Aux Journées d’été et lors des CNIRs suivants , ce schéma de stratégie a semblé recueillir l’assentiment des Verts. Toutefois, la direction des Verts n’a guère pris d’initiative en ce sens. J’ai tenté de relancer le deuxième point par l’intermédiaire de Politis, mais à mon article n’a été répondu qu’une volée de bois vert. Cette réaction est compréhensible. Politis a pris parti pour Nikonoff dans la bataille interne d’ATTAC ; le rédacteur en chef de Politis n’y est pas majoritaire, et lorsque je lui ai demandé d’ouvrir un dossier sur les problèmes ouverts par le procès Georges Lipietz contre l’Etat et la SNCF, il m’a répondu très honnêtement que ce n’était pas le moment vu les difficultés qu’il avait avec le courant Nikonoff. En outre, le choix de Politis de s’engager derrière un candidat Bové, non pas comme candidat de l’écologie politique mais comme candidat du 29 mai, rendait ce support médiatique impropre à ce genre de débat clarificateur plutôt qu’identitaire.

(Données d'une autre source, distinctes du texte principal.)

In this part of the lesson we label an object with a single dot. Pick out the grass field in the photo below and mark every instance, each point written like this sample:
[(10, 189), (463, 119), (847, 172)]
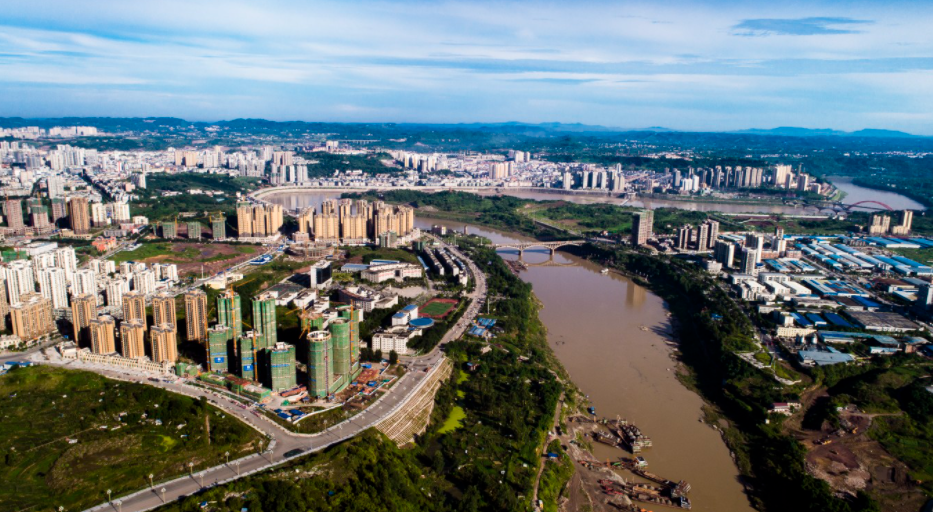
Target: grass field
[(436, 308), (184, 252), (454, 421), (117, 441)]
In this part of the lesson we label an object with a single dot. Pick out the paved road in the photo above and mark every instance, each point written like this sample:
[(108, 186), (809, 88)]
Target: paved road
[(284, 441), (477, 299)]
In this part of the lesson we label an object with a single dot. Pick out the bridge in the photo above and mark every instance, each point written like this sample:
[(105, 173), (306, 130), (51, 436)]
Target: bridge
[(840, 206), (521, 247)]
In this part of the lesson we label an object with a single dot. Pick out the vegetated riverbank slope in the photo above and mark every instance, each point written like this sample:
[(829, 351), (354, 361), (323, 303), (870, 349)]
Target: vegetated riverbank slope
[(713, 328), (487, 460)]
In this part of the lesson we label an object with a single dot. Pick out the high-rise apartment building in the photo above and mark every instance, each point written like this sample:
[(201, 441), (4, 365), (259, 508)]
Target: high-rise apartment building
[(169, 229), (83, 310), (713, 234), (79, 215), (756, 243), (163, 345), (229, 312), (196, 315), (683, 236), (163, 309), (53, 285), (246, 355), (194, 230), (264, 324), (748, 263), (724, 252), (134, 307), (103, 335), (132, 338), (14, 215), (19, 279), (218, 227), (277, 367), (59, 209), (880, 224), (218, 349), (32, 316), (259, 220), (905, 221), (642, 225)]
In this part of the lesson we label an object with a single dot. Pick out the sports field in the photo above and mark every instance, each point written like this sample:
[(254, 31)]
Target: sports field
[(437, 308)]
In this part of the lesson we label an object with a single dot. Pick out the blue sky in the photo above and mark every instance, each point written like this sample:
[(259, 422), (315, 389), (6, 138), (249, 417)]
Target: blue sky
[(711, 65)]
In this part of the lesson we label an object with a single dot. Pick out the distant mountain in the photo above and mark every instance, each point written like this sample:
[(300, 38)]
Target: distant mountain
[(791, 131)]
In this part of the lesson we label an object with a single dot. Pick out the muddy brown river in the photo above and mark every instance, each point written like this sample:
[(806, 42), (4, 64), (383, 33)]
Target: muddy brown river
[(612, 337)]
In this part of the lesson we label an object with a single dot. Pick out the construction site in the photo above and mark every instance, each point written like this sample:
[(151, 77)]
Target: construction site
[(621, 484)]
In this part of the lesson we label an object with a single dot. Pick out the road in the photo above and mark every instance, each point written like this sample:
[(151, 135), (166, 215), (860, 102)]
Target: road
[(284, 441), (476, 298)]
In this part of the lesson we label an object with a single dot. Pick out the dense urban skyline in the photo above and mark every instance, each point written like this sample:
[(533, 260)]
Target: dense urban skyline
[(691, 66)]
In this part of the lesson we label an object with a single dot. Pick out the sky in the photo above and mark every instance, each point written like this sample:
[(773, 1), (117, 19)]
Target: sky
[(710, 65)]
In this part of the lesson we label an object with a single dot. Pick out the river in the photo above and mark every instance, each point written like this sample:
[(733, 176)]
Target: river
[(856, 193), (313, 198), (594, 324)]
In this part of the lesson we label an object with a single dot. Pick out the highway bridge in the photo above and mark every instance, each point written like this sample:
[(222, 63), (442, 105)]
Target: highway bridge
[(521, 247), (839, 206)]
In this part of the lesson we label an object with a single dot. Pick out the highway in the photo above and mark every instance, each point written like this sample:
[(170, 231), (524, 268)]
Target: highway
[(282, 441)]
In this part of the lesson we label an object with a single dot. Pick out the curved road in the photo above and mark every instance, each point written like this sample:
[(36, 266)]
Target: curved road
[(283, 441)]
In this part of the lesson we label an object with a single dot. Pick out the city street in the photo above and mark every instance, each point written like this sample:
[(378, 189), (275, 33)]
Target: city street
[(284, 441)]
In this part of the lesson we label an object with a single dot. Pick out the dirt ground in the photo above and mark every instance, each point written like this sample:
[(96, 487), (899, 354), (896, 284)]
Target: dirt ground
[(206, 251), (849, 460)]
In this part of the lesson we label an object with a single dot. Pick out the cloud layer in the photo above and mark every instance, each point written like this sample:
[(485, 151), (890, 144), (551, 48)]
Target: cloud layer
[(687, 66)]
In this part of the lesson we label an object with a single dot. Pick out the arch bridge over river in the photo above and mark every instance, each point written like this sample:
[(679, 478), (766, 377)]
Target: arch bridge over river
[(521, 247)]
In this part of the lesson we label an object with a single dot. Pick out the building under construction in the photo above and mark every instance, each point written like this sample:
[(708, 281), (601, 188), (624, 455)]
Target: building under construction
[(229, 313), (332, 361), (218, 345), (264, 324), (246, 355), (277, 365), (355, 221)]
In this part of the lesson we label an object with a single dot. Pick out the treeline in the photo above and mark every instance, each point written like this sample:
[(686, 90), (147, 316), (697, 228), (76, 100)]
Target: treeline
[(489, 463), (772, 462)]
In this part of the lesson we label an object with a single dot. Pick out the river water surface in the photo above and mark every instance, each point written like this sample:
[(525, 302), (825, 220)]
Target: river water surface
[(611, 335)]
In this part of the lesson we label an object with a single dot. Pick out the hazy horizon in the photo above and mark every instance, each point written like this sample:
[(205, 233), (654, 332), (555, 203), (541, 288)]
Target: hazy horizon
[(690, 66)]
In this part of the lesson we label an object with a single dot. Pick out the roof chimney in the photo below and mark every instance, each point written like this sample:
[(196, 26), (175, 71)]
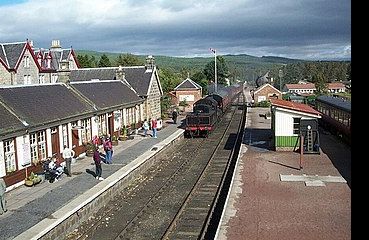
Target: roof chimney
[(150, 63), (55, 44), (119, 73)]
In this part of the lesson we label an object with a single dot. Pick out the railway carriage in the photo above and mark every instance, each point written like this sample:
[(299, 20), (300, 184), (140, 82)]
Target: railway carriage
[(336, 115)]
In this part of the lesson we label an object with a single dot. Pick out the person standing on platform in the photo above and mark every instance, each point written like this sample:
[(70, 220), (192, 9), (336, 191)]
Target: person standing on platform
[(174, 116), (68, 154), (2, 196), (146, 127), (108, 147), (97, 161), (154, 126)]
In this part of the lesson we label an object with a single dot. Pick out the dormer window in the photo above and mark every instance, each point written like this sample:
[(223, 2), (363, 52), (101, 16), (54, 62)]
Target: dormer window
[(48, 62), (26, 61)]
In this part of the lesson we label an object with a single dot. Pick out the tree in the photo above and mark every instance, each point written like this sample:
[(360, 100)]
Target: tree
[(222, 70), (168, 79), (104, 61), (128, 60), (320, 84), (200, 78), (83, 61)]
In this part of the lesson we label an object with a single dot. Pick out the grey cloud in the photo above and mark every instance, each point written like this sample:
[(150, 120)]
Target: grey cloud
[(289, 28)]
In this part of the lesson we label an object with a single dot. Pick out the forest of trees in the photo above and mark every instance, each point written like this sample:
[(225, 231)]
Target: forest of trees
[(230, 67)]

Conscients du coup de force que représenterait l’auto-proclamation du PE de 2009 comme constituant (ou la convocation d’une convention contre l’avis du Conseil), les Verts européens ont essayé d’associer les parlements nationaux à la manœuvre : ce fut le rapport Duff-Voggenhubber. Il s’est heurté à la convergence d’oppositions complexes. Il semble qu’une vaste majorité de la classe politique européenne soit pour maintenir Maastricht-Nice.

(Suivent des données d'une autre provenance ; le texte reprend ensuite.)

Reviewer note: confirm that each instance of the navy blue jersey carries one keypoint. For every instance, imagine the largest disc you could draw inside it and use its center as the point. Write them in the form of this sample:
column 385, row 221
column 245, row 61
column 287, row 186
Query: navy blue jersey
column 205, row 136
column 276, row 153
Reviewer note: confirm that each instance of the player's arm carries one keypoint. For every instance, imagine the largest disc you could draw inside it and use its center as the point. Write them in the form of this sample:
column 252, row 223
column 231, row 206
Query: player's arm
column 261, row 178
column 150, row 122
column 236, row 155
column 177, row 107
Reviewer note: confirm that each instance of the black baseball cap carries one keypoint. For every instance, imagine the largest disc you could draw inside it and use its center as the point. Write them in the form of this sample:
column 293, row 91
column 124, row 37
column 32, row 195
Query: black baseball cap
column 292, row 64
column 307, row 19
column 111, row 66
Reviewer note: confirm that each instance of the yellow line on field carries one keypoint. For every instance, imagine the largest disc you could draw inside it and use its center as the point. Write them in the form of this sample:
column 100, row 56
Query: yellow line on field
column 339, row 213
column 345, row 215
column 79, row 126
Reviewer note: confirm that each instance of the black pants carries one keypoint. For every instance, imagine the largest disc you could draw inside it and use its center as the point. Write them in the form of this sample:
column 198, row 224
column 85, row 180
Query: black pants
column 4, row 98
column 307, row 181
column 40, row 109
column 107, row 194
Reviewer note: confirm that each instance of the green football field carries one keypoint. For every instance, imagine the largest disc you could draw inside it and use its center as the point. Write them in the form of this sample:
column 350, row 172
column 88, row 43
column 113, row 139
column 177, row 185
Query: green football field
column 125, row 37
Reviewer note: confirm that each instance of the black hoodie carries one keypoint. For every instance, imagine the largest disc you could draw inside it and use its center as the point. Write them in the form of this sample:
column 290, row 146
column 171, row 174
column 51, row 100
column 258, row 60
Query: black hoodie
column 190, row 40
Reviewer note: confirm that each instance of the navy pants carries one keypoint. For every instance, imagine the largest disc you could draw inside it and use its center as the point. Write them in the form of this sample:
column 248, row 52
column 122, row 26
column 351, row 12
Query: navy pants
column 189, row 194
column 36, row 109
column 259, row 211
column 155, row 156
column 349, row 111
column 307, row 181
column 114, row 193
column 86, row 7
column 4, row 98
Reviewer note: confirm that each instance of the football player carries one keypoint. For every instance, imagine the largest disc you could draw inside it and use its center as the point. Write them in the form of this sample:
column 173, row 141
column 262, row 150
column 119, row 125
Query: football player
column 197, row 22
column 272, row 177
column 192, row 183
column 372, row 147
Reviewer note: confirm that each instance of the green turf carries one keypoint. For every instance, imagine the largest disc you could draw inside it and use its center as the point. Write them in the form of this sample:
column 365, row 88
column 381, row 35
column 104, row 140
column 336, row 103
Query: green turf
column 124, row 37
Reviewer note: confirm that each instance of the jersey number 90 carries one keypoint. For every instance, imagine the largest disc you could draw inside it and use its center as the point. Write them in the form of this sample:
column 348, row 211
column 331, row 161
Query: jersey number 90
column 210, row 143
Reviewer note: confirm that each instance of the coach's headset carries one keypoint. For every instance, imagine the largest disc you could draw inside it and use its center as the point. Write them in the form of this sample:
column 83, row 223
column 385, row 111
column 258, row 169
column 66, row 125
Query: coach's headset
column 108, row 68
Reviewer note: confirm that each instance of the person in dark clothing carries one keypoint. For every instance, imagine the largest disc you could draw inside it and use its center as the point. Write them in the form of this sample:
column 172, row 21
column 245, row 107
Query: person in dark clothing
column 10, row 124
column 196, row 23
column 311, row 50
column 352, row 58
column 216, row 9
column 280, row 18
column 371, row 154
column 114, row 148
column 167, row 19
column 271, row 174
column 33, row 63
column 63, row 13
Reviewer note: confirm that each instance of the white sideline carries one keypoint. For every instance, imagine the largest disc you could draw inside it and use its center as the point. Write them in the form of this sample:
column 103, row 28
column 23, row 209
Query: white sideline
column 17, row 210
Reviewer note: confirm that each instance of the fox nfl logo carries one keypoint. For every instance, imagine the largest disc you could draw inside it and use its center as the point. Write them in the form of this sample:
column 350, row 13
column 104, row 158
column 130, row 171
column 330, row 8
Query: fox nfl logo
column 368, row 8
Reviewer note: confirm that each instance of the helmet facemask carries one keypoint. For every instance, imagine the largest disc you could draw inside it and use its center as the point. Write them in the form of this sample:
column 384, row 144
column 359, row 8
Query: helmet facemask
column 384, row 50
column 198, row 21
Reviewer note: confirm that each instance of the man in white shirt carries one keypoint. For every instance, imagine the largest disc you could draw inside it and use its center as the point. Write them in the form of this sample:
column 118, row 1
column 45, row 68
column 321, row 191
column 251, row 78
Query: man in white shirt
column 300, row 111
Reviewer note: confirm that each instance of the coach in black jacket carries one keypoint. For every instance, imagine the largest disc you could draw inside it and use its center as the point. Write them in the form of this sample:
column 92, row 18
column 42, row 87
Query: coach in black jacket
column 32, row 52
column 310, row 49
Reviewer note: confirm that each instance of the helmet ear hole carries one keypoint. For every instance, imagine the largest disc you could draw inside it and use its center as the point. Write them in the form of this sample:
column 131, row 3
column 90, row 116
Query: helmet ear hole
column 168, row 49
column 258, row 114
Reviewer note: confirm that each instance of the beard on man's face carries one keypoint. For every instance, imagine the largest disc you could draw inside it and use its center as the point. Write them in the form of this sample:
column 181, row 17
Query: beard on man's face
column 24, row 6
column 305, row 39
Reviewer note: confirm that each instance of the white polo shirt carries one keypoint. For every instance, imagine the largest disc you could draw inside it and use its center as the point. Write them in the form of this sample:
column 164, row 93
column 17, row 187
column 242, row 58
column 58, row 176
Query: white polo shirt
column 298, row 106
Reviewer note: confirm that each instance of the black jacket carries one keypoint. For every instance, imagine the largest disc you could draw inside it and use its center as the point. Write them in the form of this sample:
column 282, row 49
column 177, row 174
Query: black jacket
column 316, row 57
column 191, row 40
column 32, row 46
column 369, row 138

Thèse VIII. La prise de position de Jennar (exprimant probablement celle des Communistes) rend encore plus difficile la réalisation d’un scénario de sortie de Maastricht-Nice, mais en même temps elle est porteuse de clarification.
Commentaire . Je demeure en effet persuadé qu’il suffirait de déplacer les quelques 10 à 20 % de « nonistes » de gauche européens fédéralistes pour obtenir en France un bloc majoritaire en faveur de la sortie de Maastricht-Nice. Non pas vers une « constitution rêvée », comme les Verts et moi-même en re-pondons avec constance et lassitude à chaque élection, mais vers une constitution présentant en gros les avancées du TCE , plus certaines clarifications, votable par la quasi unanimité des pays d’Europe(à l’exception sans doute de la Grande-Bretagne, trop libérale, et de la Pologne, trop résolue à mettre Dieu dans la constitution).
Dans la bataille que vont avoir à mener les Verts à la présidentielle, entre Ségolène Royal, euro-béate qui avait prôné le oui à Maastricht et à Nice, et le « candidat du 29 mai » qui de fait aura choisi d’en rester à Maastricht-Nice un certain temps, et même un très long temps s’il suit la ligne Jennar, les Verts ont ici un atout qu’il faudra savoir exploiter. Dominique Voynet, euro-exigeante qui avait dit non et non à Maastricht et à Nice, et oui au changement, pourra présenter un scénario concret de sortie de Maastricht-Nice, autour duquel les autres devront se déterminer.